No, Ana, la culpa no fue de la manifestación del 8M. Tampoco, aunque te gustaría reprochárselo, del mitin de Vox en Vistalegre. Ni siquiera de todos los partidos de fútbol que se celebraron también aquel domingo en estadios rebosantes de gente, con cientos de personas volviendo a sus casas en vagones de metro funcionando a pleno rendimiento como si fuera hora punta…
La culpa tampoco es del Rey Emérito, ni del hijo, el Reyecillo que lo llamaba tu padre, por más que el otro día gritaras desde el balcón agitando la cacerola como si no hubiera un mañana, aprovechando de paso para desahogar tu ansiedad de mujer confinada.
La culpa no es de Pedro Sánchez, ni del Coletas, ni de la vicepresidenta, ni de Casado ni de Arrimadas, ni del Torra, ni del Bruce Willis que quiere echar a pelear sus anticuerpos patriotas con los malditos virus orientales…
La culpa tampoco es de Amancio Ortega.
No te envenenes, Ana, no hay culpables. No leas en Facebook a quienes se dedican a insultar, a “destapar las verdaderas verdades”; si es un buen amigo o amiga deja de seguirlo una temporada, no te hace bien. Olvídate del Twitter. Si antes ya te angustiaba, ahora es un puro pozo de ira, rencor y odio.

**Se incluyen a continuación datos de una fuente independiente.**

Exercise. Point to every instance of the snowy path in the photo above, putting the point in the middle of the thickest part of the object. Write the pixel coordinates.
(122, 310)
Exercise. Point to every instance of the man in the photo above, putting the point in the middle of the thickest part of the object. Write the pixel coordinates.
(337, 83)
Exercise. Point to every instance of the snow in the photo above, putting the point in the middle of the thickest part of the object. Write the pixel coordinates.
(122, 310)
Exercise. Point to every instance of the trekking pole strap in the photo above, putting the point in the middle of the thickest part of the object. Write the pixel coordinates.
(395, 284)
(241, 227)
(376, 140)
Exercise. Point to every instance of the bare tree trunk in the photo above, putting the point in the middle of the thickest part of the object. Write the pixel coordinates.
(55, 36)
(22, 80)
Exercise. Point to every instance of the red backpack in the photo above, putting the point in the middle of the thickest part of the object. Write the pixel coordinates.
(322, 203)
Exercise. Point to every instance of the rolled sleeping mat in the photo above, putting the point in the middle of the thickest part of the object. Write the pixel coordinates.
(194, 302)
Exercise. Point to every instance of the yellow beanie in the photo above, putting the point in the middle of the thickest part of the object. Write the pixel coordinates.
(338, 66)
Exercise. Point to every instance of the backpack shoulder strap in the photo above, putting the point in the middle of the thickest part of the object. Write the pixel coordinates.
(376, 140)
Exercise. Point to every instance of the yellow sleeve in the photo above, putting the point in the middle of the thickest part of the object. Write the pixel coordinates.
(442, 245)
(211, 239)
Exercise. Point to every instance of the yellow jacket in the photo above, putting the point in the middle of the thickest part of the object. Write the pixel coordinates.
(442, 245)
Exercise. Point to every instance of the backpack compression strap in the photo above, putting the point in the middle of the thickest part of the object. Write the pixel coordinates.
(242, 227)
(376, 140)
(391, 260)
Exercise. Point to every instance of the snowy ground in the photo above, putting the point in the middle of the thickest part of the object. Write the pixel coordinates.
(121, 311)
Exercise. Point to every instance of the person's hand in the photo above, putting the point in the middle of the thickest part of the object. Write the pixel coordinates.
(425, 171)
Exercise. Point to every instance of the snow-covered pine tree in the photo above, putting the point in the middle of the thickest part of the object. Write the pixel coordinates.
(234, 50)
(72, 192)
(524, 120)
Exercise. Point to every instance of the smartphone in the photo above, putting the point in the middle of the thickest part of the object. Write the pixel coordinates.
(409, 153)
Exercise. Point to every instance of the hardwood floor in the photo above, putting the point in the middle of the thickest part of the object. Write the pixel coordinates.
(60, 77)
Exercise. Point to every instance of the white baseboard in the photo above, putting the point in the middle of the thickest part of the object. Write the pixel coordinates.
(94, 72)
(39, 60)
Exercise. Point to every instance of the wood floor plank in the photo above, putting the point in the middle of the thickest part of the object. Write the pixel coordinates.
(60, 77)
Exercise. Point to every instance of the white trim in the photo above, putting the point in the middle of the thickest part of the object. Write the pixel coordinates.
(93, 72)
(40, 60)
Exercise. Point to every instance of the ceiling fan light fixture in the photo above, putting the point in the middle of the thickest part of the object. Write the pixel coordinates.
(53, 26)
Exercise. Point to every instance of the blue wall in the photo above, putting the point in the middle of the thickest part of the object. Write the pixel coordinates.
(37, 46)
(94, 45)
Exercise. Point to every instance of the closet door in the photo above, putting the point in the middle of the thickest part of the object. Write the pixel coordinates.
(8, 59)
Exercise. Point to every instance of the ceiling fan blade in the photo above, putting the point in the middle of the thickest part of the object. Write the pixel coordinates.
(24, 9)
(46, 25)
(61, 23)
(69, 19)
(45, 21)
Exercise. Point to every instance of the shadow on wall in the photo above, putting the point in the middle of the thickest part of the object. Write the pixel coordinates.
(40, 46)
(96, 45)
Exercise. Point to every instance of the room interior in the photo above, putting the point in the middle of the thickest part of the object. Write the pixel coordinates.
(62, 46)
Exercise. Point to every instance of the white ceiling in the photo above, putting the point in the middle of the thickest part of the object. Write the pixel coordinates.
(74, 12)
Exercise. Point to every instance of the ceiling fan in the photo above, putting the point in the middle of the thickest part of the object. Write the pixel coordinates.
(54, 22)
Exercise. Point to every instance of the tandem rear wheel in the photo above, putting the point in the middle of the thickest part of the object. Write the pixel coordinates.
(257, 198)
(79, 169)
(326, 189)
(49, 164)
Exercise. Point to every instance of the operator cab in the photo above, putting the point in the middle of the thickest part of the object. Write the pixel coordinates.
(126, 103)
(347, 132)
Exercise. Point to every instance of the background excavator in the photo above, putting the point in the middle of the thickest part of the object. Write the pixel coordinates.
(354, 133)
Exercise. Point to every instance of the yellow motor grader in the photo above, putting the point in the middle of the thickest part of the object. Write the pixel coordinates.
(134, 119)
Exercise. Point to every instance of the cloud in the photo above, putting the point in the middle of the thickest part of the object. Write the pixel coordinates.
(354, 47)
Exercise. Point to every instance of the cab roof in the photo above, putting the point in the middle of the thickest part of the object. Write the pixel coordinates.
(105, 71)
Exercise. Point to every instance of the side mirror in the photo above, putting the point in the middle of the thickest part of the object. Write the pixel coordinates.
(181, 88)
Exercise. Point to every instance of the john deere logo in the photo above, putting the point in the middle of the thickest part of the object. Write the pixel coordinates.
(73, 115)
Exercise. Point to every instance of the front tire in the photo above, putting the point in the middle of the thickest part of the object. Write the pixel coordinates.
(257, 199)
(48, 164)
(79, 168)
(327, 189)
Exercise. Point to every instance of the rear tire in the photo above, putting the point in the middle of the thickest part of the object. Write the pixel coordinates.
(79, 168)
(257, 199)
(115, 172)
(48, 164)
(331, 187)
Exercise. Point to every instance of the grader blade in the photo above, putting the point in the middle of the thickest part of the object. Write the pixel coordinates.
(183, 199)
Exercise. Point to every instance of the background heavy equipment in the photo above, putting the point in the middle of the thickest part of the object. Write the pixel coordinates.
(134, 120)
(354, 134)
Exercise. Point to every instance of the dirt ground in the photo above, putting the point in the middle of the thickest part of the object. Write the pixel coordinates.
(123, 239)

Antes de lanzar una piedra o una idea increíble sobre esa conspiración secreta que se te ha ocurrido a ti y a nadie más, párate y piensa qué aportas, de qué sirve a los demás tu alarde de inteligencia superior, qué gana la humanidad con tu delirio. Si tienes una buena idea, lánzala, pero no a posteriori. Desecha los audios apocalípticos del cuñado enfermero de tu prima que profiere insultos contra los políticos, raciona el guasap, mira el telediario solo una vez al día, preferentemente un telediario sobrio, sin grandes aspavientos, huye del amarillismo como del mismo virus, no te aporta nada, te aturde, te quita el aire…
Ya sabes lo que hay, ya lo sabemos todos, no nos lo tienen que repetir a gritos los agoreros: los hospitales están colapsados, la gente muere, los profesionales, agotados y sin medios, tienen que decidir a quién intentan salvar y a quién no, todavía no hemos llegado a lo peor, todavía no sabemos siquiera cuánto tiempo tendremos que estar aquí, ni sabemos qué va a pasar con el curso escolar, ni con las empresas que están (estamos) suspendiendo la actividad, quién va a pagar (o no) todo esto, qué va a ser de nosotros…
Rechaza los pensamientos negativos. No sirven para nada, PARA NADA.
Quédate, Ana, con quien tiene una sonrisa en medio de la incertidumbre. Con quien tiene un gesto humano de compresión con aquello que no comprende. Con quien guarda la ira y saca el alma, con quien respira y espera. Respira tú también. La culpa no es de nadie. Lo que ha sucedido, ha sucedido. Abandónate a lo que es. Resígnate. Observa. Mira. Aprende. Vive esto. ¿Cómo es tener tiempo para escucharse tanto? ¿Cómo es darse cuenta de que tanto afán y tanta lucha diaria en nuestra anterior vida tampoco nos llevan mucho más lejos de donde estamos ahora, entre estas cuatro paredes de nuestro propio pensamiento? ¿Cómo es encontrarte contigo misma, a cada paso, en todas las habitaciones de la casa, una y otra vez? Déjate estar en este absurdo, no más absurdo que lo que antes tenías; haz videollamadas, brinda con los amigos. Busca la bondad de lo que te rodea, hay mucha gente que está sacando lo mejor de sí, sal al balcón a las ocho y aplaude, aplaude al mundo y a cuanto de bueno hay en él, que lo malo no te deprima, que la cara oscura de las cosas no te hunda. Sé práctica, Ana. Lo más importante, ya lo dijo el militar ese el otro día en el telediario, es tener moral de victoria.
Cuando todo esto pase, con un poco de suerte, no seremos los mismos. Y a lo mejor podremos comprender un poco más, con las carnes, los otros dramas que nos llegan a diario desde tantos sitios del mundo.